# South American Planted Tank Fish (Feedback)



## mkeevil (Oct 22, 2006)

Here is the list I have so far... any suggestions.

I'm still trying to determine how many of each type... but any feedback would be helpful.


Bolivian Ram 
Gold Ram 
Flag Cichlid
Double Red
Redstripe Dwarf Cichlid
Cory Cat's
Otocinclus spp


----------



## nkambae (Nov 6, 2007)

What size tank? A 58 gallon? Methinks you might be having constant squabbles over turf going on in your tank. All of the cichlids mentioned have similar requirements for their territories. I would be trimming that list and setting up another tank! Maybe a pair of one type and a pair of another type would work well together. I recommend you shy away from mixing apistos as there is the possibility of hybridization and continual picking at each other. 

It is VERY easy to succumb to the temptation of packing 'em in there because it is a pretty good size tank and they are not very large fish... I know, I've done it before. Territorial fish tend to need more room than we think they do. Sight lines need to be broken by plants and hardscape as well as providing many hiding places because the dominant fish are relentless in their pursuit of the vanquished. In the wild, the sub dominant fish can flee from the dominant fish's territory. In our aquariums they really can't and at some point they will blunder into the aggressor's domain and the cycle begins anew. 

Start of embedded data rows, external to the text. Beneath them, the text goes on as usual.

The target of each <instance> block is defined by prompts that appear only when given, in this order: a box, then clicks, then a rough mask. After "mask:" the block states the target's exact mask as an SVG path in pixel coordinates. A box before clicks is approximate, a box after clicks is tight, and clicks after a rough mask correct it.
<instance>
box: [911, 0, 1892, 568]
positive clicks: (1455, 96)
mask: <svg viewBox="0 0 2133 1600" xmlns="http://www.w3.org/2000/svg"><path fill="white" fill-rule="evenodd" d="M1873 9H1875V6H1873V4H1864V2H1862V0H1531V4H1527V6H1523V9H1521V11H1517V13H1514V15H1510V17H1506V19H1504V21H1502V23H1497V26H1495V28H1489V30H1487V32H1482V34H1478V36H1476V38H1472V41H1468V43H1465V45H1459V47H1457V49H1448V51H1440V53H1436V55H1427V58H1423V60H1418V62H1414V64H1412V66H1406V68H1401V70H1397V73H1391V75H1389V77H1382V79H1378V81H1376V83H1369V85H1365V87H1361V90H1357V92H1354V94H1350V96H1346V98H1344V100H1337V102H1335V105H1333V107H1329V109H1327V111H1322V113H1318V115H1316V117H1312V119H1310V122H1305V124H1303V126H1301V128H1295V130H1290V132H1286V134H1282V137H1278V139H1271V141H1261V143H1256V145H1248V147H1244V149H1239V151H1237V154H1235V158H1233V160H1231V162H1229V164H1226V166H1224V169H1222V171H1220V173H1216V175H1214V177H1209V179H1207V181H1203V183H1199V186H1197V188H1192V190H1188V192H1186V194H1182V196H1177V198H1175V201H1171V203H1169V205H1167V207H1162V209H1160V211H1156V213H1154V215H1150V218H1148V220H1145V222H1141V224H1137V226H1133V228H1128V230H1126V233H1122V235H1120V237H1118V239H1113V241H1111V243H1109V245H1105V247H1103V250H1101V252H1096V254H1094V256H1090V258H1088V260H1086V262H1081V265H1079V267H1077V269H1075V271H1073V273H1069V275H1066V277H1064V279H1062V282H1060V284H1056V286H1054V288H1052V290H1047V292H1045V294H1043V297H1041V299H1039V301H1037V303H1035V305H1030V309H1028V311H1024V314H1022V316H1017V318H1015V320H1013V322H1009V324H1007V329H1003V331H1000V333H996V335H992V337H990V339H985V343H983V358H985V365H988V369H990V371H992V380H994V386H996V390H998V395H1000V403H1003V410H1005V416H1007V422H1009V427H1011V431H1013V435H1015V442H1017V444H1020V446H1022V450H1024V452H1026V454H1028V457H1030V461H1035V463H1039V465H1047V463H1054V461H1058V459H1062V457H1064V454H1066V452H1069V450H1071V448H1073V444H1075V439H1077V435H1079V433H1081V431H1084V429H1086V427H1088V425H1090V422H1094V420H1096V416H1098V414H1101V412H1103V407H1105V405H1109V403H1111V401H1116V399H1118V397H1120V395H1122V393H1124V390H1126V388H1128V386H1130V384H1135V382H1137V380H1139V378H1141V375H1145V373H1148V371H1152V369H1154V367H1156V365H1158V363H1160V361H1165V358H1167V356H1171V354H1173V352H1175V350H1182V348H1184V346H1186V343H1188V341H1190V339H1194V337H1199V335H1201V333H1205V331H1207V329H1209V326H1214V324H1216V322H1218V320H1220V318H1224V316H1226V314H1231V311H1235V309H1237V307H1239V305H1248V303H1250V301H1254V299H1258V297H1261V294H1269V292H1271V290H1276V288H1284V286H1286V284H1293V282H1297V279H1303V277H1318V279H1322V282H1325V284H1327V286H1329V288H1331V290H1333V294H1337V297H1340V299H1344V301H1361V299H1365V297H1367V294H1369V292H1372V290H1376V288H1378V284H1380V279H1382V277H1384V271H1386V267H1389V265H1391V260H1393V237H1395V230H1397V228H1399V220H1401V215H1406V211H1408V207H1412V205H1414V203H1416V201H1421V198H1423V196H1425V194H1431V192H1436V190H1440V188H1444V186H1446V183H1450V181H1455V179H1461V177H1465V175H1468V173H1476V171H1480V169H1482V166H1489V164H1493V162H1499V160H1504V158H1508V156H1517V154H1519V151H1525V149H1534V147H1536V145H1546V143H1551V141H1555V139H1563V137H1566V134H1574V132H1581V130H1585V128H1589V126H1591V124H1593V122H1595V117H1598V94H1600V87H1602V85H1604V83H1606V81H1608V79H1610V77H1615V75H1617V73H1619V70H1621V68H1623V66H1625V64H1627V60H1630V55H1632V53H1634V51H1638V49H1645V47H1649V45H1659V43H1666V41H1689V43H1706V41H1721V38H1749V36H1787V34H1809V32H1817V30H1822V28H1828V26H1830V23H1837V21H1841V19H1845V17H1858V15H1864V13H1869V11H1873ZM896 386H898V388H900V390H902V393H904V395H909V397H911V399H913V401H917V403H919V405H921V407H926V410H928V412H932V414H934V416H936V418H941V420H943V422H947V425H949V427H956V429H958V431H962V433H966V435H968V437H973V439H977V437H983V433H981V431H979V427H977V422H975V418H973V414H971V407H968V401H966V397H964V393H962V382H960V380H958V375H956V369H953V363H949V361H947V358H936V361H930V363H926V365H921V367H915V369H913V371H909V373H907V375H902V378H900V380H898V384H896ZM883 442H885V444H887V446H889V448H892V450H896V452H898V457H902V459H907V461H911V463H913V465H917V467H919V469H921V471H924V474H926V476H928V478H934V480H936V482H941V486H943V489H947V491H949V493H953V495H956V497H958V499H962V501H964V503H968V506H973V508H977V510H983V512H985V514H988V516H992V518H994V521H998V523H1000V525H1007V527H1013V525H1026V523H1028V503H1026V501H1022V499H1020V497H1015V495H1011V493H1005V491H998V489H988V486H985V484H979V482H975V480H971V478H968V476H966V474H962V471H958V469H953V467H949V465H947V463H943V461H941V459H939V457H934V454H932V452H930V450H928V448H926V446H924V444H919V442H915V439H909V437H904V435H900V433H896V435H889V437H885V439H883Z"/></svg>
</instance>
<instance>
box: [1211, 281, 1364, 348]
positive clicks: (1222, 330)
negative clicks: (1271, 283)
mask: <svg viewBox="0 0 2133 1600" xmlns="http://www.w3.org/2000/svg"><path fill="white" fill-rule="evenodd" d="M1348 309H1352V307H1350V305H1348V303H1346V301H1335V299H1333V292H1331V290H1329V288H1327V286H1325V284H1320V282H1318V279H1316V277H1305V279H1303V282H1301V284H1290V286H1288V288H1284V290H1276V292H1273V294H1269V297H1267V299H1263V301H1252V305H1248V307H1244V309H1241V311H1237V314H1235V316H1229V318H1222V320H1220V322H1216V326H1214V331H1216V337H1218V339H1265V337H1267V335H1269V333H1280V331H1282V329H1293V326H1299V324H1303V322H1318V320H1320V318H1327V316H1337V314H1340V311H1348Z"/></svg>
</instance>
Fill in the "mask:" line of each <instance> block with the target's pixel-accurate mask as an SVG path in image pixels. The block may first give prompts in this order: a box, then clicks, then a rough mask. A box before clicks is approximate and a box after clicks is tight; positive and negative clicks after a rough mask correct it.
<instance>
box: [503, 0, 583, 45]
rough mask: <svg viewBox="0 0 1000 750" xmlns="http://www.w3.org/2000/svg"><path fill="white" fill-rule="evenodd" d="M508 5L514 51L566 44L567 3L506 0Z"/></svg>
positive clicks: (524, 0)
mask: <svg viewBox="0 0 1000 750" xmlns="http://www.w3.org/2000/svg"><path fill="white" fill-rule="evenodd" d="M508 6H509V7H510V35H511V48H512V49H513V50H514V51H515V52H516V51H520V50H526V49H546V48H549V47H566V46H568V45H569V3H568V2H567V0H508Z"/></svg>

Maybe you could do one pair of each of two species and provide an area for each on opposite sides of the tank with plants and hardscape between the two to keep them out of each others line of sight. I hope some others will pitch in here with some other ideas. We have a lot of experienced people on the forum who can offer some additional insights. Good luck.

stu


----------



## Six (May 29, 2006)

Cool. Dwarf cichlid fan- one of my favorite fish. I agree- maybe 2 pairs of 2 species and a mix of schooling fish with the otos and maybe some cories in a 58. I would still watch the cichlids for when they lay down turf and grow, the species may overlap and have problems. The other thing is that cichlids are awesome because they care for their young/are able to be bred in aquariums. When kept with other species of cichlids this is unlikely to happen. 

Food for thought. GL!


----------



## mkeevil (Oct 22, 2006)

Ok.. take two... how about something like this:

2-Mikrogeophagus altispinosa "Bolivian Ram"
4-Apistogramma hongsloi "Redstripe Dwarf Cichlid"
4-Cory Cat
2-Bleeding Heart Tetra
2-Pristella Tetra
6-Rummy-Nose Tetra


Is this over stocked, or can I fit more small Tetra's?


----------



## Kets (Feb 20, 2008)

I'd suggest upping the cories and each type of tetra to 6.


----------



## mkeevil (Oct 22, 2006)

2-Mikrogeophagus altispinosa "Bolivian Ram"
4-Apistogramma hongsloi "Redstripe Dwarf Cichlid"
6-Cory Cat
6-Bleeding Heart Tetra
6-Pristella Tetra
6-Rummy-Nose Tetra

or do you mean

2-Mikrogeophagus altispinosa "Bolivian Ram"
4-Apistogramma hongsloi "Redstripe Dwarf Cichlid"
6-Cory Cat
6-Bleeding Heart Tetra
6-Pristella Tetra
12-Rummy-Nose Tetra


----------



## Kets (Feb 20, 2008)

The first.

EDIT: Also, I suggest only one or two pairs of cichlids.


----------



## nkambae (Nov 6, 2007)

What Kets said!

stu


----------



## mkeevil (Oct 22, 2006)

Thanks for the input... 
Going to go get some of them tomorrow!


----------



## nkambae (Nov 6, 2007)

Very cool. Have fun and don't forget to to give us some pics!!

stu


----------